5.1 AI And Programming
What is AI-Assisted Programming?
Before we get started, we need to set some boundaries since this is a topic that comes with a temptation and risk of plagiarism. Why offer it as a topic then? We see and hear AI is being used seemingly everywhere, and we cannot ignore it as an evolution of programming. There are numerous commercials highlighting the use of AI to help update the company's application in record time, analyze data, or other numerous buzzwords thrown out to hype up the company's products and abilities. There is no denying it, it is here, and it is being used. While considering this topic, I often thought how those developers felt when IDE's started to replace the basic text editors used to write code. Was there aprehension that developers would rely too heavily on the IDE's and lose that knowledge of the language, and lose the ability to write code without depending on the assistance the IDE provided? Here we are decades later, asking the same questions about what effect the advanced AI tech will have on our skillset.

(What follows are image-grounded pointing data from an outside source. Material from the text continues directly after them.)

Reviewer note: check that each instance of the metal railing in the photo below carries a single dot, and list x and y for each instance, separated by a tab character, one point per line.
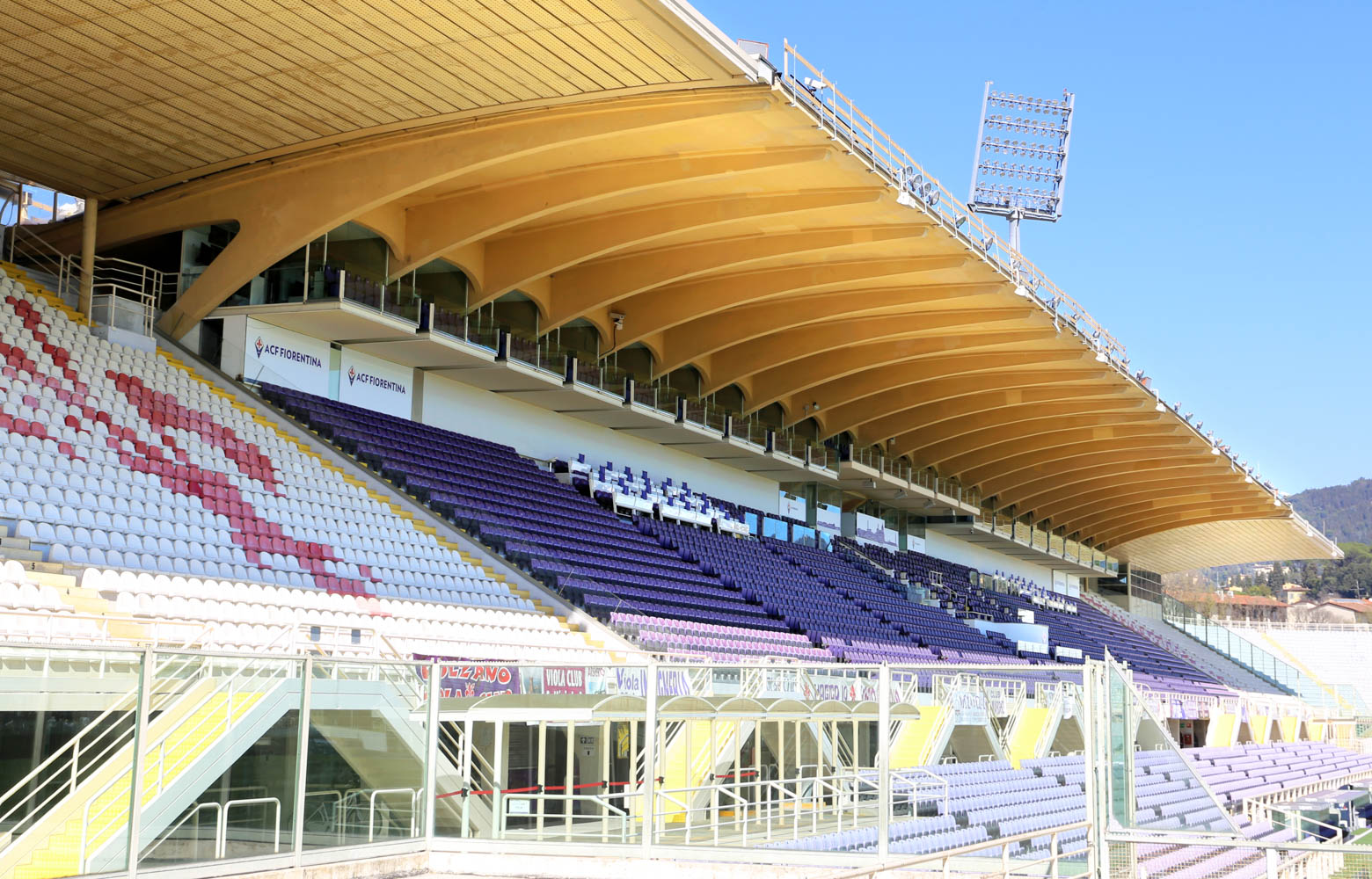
124	294
110	734
179	748
836	114
1262	663
844	121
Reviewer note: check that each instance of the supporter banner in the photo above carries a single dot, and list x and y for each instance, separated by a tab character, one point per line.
874	531
792	506
816	686
967	708
829	517
281	357
376	384
634	682
472	679
573	679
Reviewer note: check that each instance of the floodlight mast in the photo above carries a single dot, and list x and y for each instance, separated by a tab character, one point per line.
1046	144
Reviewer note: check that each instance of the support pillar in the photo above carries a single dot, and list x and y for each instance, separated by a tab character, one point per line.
88	221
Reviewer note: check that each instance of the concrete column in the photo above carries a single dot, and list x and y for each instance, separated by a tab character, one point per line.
87	257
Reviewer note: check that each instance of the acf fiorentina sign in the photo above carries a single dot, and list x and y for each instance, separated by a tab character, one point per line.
376	384
281	357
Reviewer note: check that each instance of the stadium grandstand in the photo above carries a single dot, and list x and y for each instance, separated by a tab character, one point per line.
526	440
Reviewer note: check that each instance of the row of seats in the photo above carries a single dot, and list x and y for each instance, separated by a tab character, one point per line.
122	460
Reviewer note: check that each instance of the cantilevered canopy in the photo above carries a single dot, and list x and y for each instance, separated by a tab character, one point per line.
626	158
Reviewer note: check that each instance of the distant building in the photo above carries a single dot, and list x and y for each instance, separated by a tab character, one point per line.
1345	611
1291	592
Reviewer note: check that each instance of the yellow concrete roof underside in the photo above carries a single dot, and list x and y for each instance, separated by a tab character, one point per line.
121	96
729	230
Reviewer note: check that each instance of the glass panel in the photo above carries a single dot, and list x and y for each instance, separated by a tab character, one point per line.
66	759
220	760
568	771
364	773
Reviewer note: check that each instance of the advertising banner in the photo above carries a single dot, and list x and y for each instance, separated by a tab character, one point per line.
573	679
376	384
634	682
792	506
472	679
291	360
872	529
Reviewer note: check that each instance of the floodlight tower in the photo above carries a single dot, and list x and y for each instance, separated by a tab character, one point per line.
1022	140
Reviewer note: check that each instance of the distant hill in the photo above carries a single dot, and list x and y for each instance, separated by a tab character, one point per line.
1342	512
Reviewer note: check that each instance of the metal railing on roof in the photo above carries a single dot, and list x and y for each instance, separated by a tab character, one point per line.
844	121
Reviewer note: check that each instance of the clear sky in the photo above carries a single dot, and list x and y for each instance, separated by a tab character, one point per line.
1215	218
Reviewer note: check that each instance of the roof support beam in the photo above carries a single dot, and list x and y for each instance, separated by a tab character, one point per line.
1065	502
1018	425
1171	521
982	403
784	362
649	315
283	206
850	410
739	327
585	281
1004	483
1032	497
1053	442
439	225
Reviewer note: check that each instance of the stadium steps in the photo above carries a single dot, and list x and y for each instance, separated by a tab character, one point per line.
1029	732
1275	648
1178	642
918	742
354	474
191	742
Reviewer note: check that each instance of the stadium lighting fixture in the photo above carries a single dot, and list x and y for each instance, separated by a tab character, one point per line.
1021	164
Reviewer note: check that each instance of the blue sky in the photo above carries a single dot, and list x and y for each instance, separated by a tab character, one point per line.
1200	224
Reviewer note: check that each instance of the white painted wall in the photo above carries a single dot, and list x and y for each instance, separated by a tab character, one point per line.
230	352
984	560
542	433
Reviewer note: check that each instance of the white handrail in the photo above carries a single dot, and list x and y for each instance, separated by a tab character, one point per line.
224	822
370	817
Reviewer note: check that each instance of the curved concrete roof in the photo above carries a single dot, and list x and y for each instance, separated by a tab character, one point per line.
627	158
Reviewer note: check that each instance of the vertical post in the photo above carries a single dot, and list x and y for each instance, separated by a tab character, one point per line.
570	779
467	775
605	774
499	782
302	756
884	761
147	670
649	757
542	775
88	221
430	801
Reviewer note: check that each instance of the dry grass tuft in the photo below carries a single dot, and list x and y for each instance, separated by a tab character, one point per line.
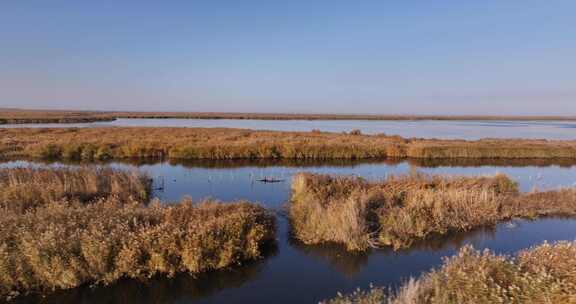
217	143
543	274
62	245
25	188
400	210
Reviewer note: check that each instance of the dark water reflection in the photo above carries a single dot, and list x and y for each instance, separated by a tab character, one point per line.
293	272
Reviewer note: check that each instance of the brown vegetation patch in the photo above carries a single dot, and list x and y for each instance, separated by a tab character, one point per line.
25	188
21	116
400	210
63	245
217	143
543	274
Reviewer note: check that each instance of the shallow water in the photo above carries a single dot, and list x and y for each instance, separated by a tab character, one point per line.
292	272
406	128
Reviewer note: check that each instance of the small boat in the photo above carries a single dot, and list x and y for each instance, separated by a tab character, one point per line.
270	180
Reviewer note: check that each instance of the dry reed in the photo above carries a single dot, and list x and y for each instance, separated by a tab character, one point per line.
200	143
543	274
62	245
400	210
25	188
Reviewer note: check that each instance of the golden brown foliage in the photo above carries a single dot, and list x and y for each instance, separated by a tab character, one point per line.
21	116
62	245
401	210
543	274
217	143
25	188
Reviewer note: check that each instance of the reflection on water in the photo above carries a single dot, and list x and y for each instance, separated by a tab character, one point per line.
442	129
297	273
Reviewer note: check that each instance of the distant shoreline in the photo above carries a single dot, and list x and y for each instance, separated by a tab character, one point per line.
26	116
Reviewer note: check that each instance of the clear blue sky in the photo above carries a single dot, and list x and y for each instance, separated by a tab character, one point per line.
419	57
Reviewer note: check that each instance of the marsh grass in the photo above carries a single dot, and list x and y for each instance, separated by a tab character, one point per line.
542	274
64	244
25	188
218	143
403	209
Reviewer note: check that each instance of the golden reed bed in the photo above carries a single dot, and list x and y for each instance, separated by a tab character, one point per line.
543	274
403	209
62	228
217	143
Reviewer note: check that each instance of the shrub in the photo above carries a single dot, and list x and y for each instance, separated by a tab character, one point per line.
402	209
62	245
25	188
543	274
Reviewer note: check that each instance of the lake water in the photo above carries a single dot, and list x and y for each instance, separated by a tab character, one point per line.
406	128
292	272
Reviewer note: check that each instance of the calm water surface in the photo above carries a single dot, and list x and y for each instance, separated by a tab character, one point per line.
420	128
295	273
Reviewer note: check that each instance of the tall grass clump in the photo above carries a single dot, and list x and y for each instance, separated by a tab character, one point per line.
25	188
65	244
542	274
220	143
403	209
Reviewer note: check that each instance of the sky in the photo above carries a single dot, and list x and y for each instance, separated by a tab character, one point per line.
515	57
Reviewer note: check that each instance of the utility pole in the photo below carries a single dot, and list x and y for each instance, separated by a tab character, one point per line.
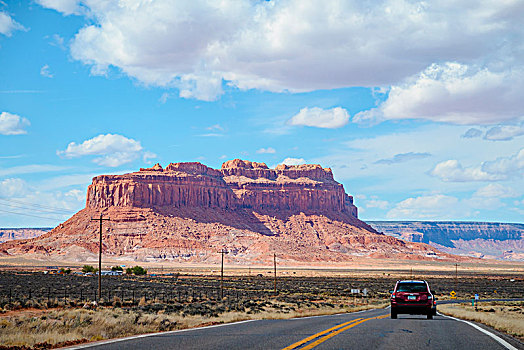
456	276
275	267
100	256
223	251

AI is rapidly becoming an integral part of modern software development. Tools like GitHub Copilot, ChatGPT, and other AI-powered assistants are helping developers at all levels to improve productivity and reduce the time spent on repetitive tasks. These tools are especially beneficial for beginners who need guidance, for explaining or expanding documentation through discussion and examples, and provide alternative constructs for complex processes. Asking AI for help can overcome those few, poor, unrelated results from the search engines.
Let's discuss it for the benefits, while also discussing self-regulation, maintaining knowledge-boundaries, and considerations of its use. It is important that you keep developing and expanding your knowledge of the language, and set boundaries with the use of AI. This may be trying to solve the problem on your own at first, or reading through the documentation to find the parameters before asking the bot. If you think about it, AI will use the documentation and the many forum posts from Stack Exchange, Stack Overflow, Geonet and more to formulate answers. Every code help site is also riddled with bad code, either from the initial question, or from the many attepmts that fellow developers tried to suggest. AI is not perfect and trusting it 100% without context could have career ending consequences, or worse, it could cost lives.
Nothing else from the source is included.